И руки ее, природно белые и благородно полные, — откуда такие? — тоже дышали добротой, лаской, незащищенностью.
Когда она вернулась убрать скатерть, Сталин уже закуривал папиросу (трубка была на момент болезни оставлена) и, прищуриваясь, сказал:
— Ну., чьто? Спасыбо… Накормыла… Согрела… И мороз., прощел. Пастэлы мне., здэс. Спат буду., на этом., дыванэ..

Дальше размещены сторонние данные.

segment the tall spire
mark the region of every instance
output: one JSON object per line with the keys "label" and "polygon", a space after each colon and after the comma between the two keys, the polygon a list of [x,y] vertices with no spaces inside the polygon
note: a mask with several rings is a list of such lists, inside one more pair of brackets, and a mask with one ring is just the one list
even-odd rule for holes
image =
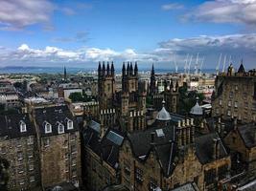
{"label": "tall spire", "polygon": [[103,62],[103,75],[105,75],[105,61]]}
{"label": "tall spire", "polygon": [[123,62],[122,74],[123,74],[123,77],[127,74],[126,74],[126,64],[125,64],[125,62]]}
{"label": "tall spire", "polygon": [[130,62],[129,65],[129,75],[132,76],[133,75],[133,67],[132,67],[132,62]]}
{"label": "tall spire", "polygon": [[64,66],[64,81],[67,81],[67,70],[65,66]]}
{"label": "tall spire", "polygon": [[115,74],[115,68],[114,68],[114,62],[111,63],[111,75]]}
{"label": "tall spire", "polygon": [[154,74],[154,68],[153,68],[153,64],[152,64],[152,69],[151,69],[151,75]]}
{"label": "tall spire", "polygon": [[138,74],[138,66],[137,66],[137,62],[135,62],[135,67],[134,67],[134,75]]}
{"label": "tall spire", "polygon": [[107,62],[107,65],[106,65],[106,75],[109,75],[110,74],[110,69],[109,69],[109,63]]}

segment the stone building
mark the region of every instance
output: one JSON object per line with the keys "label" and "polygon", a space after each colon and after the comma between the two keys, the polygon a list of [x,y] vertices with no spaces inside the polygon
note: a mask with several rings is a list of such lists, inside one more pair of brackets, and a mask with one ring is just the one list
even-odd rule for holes
{"label": "stone building", "polygon": [[92,120],[81,132],[83,181],[88,190],[101,191],[120,183],[118,159],[124,135],[116,129],[103,129]]}
{"label": "stone building", "polygon": [[139,191],[170,190],[187,182],[213,190],[230,169],[217,134],[195,138],[194,120],[170,115],[164,107],[151,128],[128,135],[119,162],[121,183]]}
{"label": "stone building", "polygon": [[146,90],[145,84],[138,79],[137,63],[123,64],[122,90],[116,92],[114,65],[101,62],[98,67],[98,90],[100,101],[100,119],[105,128],[121,124],[123,131],[146,127]]}
{"label": "stone building", "polygon": [[244,122],[256,120],[256,71],[245,72],[243,63],[236,72],[232,65],[215,81],[213,116],[237,117]]}
{"label": "stone building", "polygon": [[34,125],[27,114],[0,116],[0,158],[7,159],[9,190],[32,190],[40,185]]}
{"label": "stone building", "polygon": [[242,168],[256,177],[256,125],[234,125],[224,141],[231,150],[234,168]]}
{"label": "stone building", "polygon": [[81,183],[81,143],[77,122],[67,106],[35,108],[42,187],[62,182]]}

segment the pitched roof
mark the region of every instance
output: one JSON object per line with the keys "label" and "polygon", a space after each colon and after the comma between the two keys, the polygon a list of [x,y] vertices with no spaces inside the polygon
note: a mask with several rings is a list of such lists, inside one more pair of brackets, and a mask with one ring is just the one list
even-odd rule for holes
{"label": "pitched roof", "polygon": [[[67,129],[68,120],[73,121],[73,129]],[[58,123],[64,126],[65,133],[79,130],[78,124],[66,105],[35,109],[35,122],[39,127],[41,137],[58,135]],[[45,133],[45,123],[50,123],[52,125],[52,133]]]}
{"label": "pitched roof", "polygon": [[[20,132],[20,121],[26,124],[26,132]],[[0,137],[16,138],[35,135],[28,114],[0,115]]]}
{"label": "pitched roof", "polygon": [[245,69],[244,67],[244,64],[242,63],[238,69],[238,73],[245,73]]}
{"label": "pitched roof", "polygon": [[113,168],[118,167],[119,150],[124,141],[123,133],[108,129],[100,138],[100,132],[90,126],[82,131],[84,145],[103,159]]}
{"label": "pitched roof", "polygon": [[246,125],[239,126],[238,132],[247,148],[256,146],[256,125],[249,123]]}
{"label": "pitched roof", "polygon": [[[196,143],[196,154],[200,161],[201,164],[206,164],[209,163],[213,160],[214,159],[214,139],[219,138],[218,134],[212,133],[212,134],[207,134],[204,136],[200,136],[195,139]],[[227,157],[227,151],[221,141],[220,139],[220,159],[222,159],[224,157]]]}

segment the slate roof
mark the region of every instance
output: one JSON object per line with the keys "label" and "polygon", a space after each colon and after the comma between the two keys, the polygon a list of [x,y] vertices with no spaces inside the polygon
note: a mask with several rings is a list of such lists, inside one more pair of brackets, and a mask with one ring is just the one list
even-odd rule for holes
{"label": "slate roof", "polygon": [[[73,129],[67,129],[68,120],[73,121]],[[64,126],[65,133],[76,132],[79,130],[78,124],[66,105],[35,109],[35,121],[39,127],[41,137],[58,135],[58,122]],[[52,133],[45,133],[44,127],[46,122],[52,125]]]}
{"label": "slate roof", "polygon": [[[89,147],[113,168],[118,167],[119,150],[124,141],[123,133],[116,129],[108,129],[100,138],[100,132],[89,126],[82,131],[82,136],[86,147]],[[117,139],[118,141],[116,141]]]}
{"label": "slate roof", "polygon": [[198,191],[198,190],[199,189],[195,182],[189,182],[177,188],[172,189],[172,191]]}
{"label": "slate roof", "polygon": [[[151,144],[152,133],[154,134],[153,144]],[[151,151],[154,151],[164,175],[169,177],[173,173],[175,169],[174,160],[177,155],[174,126],[151,128],[144,132],[135,132],[128,135],[128,138],[136,158],[145,160]]]}
{"label": "slate roof", "polygon": [[[26,132],[20,132],[20,121],[26,124]],[[16,138],[35,135],[35,128],[30,121],[28,114],[0,115],[0,137]]]}
{"label": "slate roof", "polygon": [[256,146],[256,125],[249,123],[238,127],[238,132],[247,148]]}
{"label": "slate roof", "polygon": [[239,69],[238,69],[238,73],[245,73],[245,69],[244,67],[244,64],[241,64]]}
{"label": "slate roof", "polygon": [[[201,164],[210,163],[214,160],[214,138],[219,138],[218,134],[212,133],[204,136],[200,136],[195,139],[196,154]],[[222,159],[227,157],[228,153],[223,145],[223,142],[220,139],[220,157]]]}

Диваны, широкие, кожаные, были во всех комнатах дачи, и Сталин, бывало, меняя место для сна, спал в столовой, в кабинете, но чаще — в этой дальней комнате, совмещавшей как бы все другие, здесь обедал, работал, отдыхал, лежа с книгой или газетой, принимал кого-то из приглашенных, но сюда никогда не входили его кратковременные любовницы, актрисы из Большого, а после тридцать шестого, может быть, заболев от этих красоток, Сталин напрочь прекратил принимать игривых, доступно-продажных артисток. Но, может быть, была и другая причина..

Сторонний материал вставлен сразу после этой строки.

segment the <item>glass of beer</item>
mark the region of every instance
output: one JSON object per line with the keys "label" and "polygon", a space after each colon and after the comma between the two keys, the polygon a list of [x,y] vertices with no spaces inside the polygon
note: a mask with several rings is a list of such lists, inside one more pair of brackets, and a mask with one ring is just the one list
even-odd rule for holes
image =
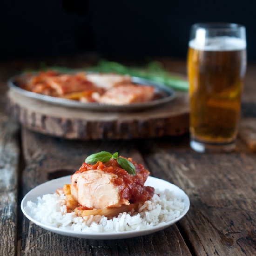
{"label": "glass of beer", "polygon": [[188,55],[190,147],[199,152],[235,148],[246,67],[244,27],[198,23]]}

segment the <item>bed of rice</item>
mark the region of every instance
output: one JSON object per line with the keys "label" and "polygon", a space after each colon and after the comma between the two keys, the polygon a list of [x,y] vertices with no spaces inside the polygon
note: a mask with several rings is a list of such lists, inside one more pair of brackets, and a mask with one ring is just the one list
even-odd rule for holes
{"label": "bed of rice", "polygon": [[134,210],[120,213],[116,217],[108,220],[99,215],[77,216],[74,212],[67,213],[64,195],[47,194],[38,197],[36,203],[27,202],[26,210],[42,223],[62,229],[80,231],[109,232],[139,230],[161,225],[178,217],[185,208],[181,198],[166,190],[155,193],[150,201],[139,206]]}

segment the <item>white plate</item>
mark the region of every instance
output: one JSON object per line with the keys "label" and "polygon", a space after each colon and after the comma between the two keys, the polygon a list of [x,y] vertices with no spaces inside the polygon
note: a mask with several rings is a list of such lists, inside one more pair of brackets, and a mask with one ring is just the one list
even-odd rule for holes
{"label": "white plate", "polygon": [[42,196],[46,194],[54,193],[57,189],[61,188],[64,184],[68,184],[70,182],[70,176],[66,176],[59,179],[52,180],[43,184],[36,187],[33,189],[30,190],[24,197],[21,202],[21,210],[25,216],[35,224],[40,226],[43,229],[49,230],[60,235],[68,236],[74,237],[81,238],[87,238],[89,239],[119,239],[121,238],[128,238],[140,236],[144,236],[152,233],[161,230],[174,224],[175,222],[180,220],[187,213],[189,209],[189,199],[185,192],[177,186],[171,184],[168,182],[153,177],[148,177],[145,182],[146,186],[151,186],[155,189],[158,189],[160,190],[164,190],[166,189],[173,191],[175,195],[180,195],[182,201],[184,202],[185,206],[183,212],[178,218],[166,223],[160,224],[153,228],[137,231],[128,231],[115,232],[104,232],[96,233],[82,232],[68,230],[63,230],[45,225],[34,220],[30,215],[30,213],[27,209],[24,207],[27,206],[27,202],[31,201],[36,202],[38,196]]}

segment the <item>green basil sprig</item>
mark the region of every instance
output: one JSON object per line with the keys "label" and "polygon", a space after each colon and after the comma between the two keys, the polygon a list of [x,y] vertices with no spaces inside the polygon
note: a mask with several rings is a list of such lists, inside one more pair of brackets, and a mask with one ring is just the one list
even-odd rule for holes
{"label": "green basil sprig", "polygon": [[94,164],[98,161],[106,162],[109,161],[112,157],[112,155],[109,152],[101,151],[90,155],[87,157],[85,162],[86,163],[89,163],[90,164]]}
{"label": "green basil sprig", "polygon": [[111,159],[116,159],[118,164],[129,174],[135,175],[135,166],[133,163],[126,158],[123,158],[118,156],[118,152],[115,152],[112,155],[107,151],[101,151],[99,153],[93,154],[87,157],[85,159],[85,162],[90,164],[94,164],[98,161],[101,161],[103,163],[107,162]]}

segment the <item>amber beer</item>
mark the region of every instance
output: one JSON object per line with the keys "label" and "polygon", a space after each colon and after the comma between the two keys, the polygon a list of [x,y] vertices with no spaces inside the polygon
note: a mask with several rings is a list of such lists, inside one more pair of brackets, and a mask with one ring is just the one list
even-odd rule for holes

А Валечка была безропотна. Постель на диване стелила-расстилала по-женски уверенно, приятно-ласково (и, представьте себе, даже как-то властно!), взбила подушки, оправила простыню, откинула край пододеяльника. И встала, глядя с той недоумевающей как бы преданностью, за которой можно предположить все..
— Иды… Я лягу… А щяль?
— Не снимайте ее… Иосиф Виссарионович.
— Нэ снымат?
— Да… Так будет лучше… Поспите в ней. Шерсть помогает… Я вас укрою… Вам будет лучше. Обязательно..
Он покорно улегся в постель, сказав «Отвэрнис!» и раздевшись при ней до белья. А потом лежал, снова укутанный ее шалью, укрытый одеялом до подбородка, и жевал таблетки.
По движению головы она поняла: «Дай запить». Налила, подала стакан. Запил аспирин. И уже улыбчиво потянулся было за папиросой. (Курил Сталин тогда «Казбек» ленинградской фабрики, а не «Герцоговину флор», как везде об этом пишут, вообще, курил он и другие коробочные тогдашние папиросы: «Борцы», «Северная Пальмира», «Москва — Волга», а после войны — обычно длинные и пряные «Гвардейские».)
— Может, Вы… Не покурите? — пугаясь сама себя, стоя возле дивана, прошептала она.
Сталин промолчал — почти недовольно.